Humans have been analysing the night sky in search of answers to existential questions for millennia – predating any religion or belief system. We’re eternally fascinated by trying to rationalise our existence. In the 21st century, living in the wake of great minds like Hubble, Hawking and Cox, our understanding has expanded – though not as fast as the universe itself.
For the majority of us mere mortals, ‘space talk’ is saved for incoherent debates after a few pints down the local, or alone in the small hours when sleep evades us. But after a year of witnessing our tangible world alter beyond the realms of imagination, it would seem there’s a lot of solace to be found in cascades of celestial bodies beaming light through the darkness.
Here are the main events to look up for in 2021.
October 7: Draconids Meteor Shower
The Draconids is a minor meteor shower of about 10 meteors per hour.
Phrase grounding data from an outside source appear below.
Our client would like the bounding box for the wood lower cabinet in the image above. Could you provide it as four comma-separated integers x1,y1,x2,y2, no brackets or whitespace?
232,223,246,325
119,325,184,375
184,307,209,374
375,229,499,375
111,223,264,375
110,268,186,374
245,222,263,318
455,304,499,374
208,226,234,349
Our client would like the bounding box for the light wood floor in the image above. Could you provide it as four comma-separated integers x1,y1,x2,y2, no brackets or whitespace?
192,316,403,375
This one comes from the dust grains left behind by comet 21P Giacobini-Zinner. The comet was first discovered in 1900.
It’s an unusual shower in that the best viewing is in the early evening instead of early morning. The shower runs annually from October 6 – 10.
October 13: James Webb Space Telescope launch
The next big thing in telescopes is launching on 13 October after several delays. Following the game changing Hubble Space Telescope will be no easy task, but the James Webb features a mirror capable of collecting over six times more light than Hubble can – meaning it will see more, and further afield.
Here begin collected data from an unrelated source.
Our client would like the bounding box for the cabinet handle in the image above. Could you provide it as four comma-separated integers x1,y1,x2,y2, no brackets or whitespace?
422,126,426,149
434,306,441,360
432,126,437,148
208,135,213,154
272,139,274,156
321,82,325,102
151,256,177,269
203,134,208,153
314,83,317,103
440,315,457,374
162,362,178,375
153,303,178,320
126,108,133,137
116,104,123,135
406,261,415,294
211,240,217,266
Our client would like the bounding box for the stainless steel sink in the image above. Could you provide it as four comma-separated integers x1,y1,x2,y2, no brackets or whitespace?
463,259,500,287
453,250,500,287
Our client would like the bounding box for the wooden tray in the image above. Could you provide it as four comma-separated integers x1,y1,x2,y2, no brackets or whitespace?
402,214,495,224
October 21 – 22: Orionids Meteor Shower
The Orionids is an average shower producing up to 20 meteors per hour at its peak. It’s another product of comet Halley, and runs from October 2 to November 7. The full moon might cause some visibility issues this year.
November 4 – 5: Taurids Meteor Shower
The Taurids is a long-running minor meteor shower producing only about 5-10 meteors per hour. It’s made up from two separate streams: the first, from dust grains left behind by Asteroid 2004 TG10. The second stream is debris from Comet 2P Encke. This shower runs from September 7 to December 10.
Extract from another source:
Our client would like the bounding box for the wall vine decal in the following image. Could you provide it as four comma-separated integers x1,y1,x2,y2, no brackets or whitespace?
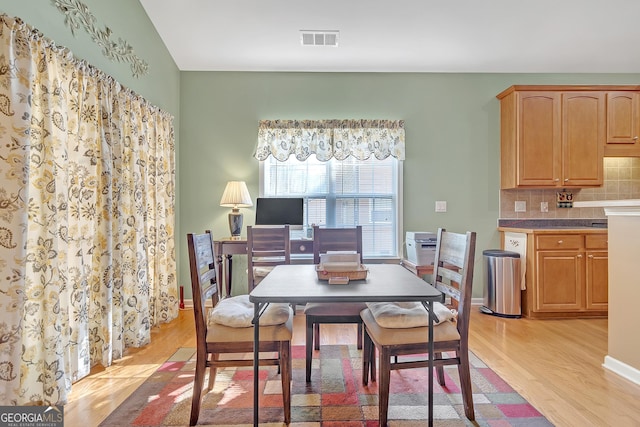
51,0,149,78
November 17 – 18: Leonids Meteor Shower
Another average shower, but this one is unique in its cycle. In a normal year, Leonids produces up to 15 meteors per hour. However every 33 years, hundreds can be seen. The last time this happened was 2001, so we’re over halfway. The shower is made up of dust grains from the comet Tempel-Tuttle, which was discovered in 1865. Visible annually from November 6 – 30.
November 19: Partial Lunar Eclipse
A partial lunar eclipse occurs when the moon passes through the Earth’s partial shadow, or and only a portion of it passes through the darkest shadow. This one will be visible in eastern Russia, Japan, the Pacific Ocean, North America, Mexico, Central America, and parts of South America.
December 4: Total Solar Eclipse
The path of totality in this eclipse is limited to Antarctica and the southern Atlantic Ocean. You might catch a glimpse in South Africa.
December 13 – 14: Geminids Meteor Shower
We’ll be heading out of 2021 with a bang, and one of the best meteor showers the heavens have to offer. The Geminids showcase up to 120 multicoloured meteors per hour at its peak.
These are produced by debris from an asteroid known as 3200 Phaethon, first discovered in 1982. The shower runs annually from December 7 – 17.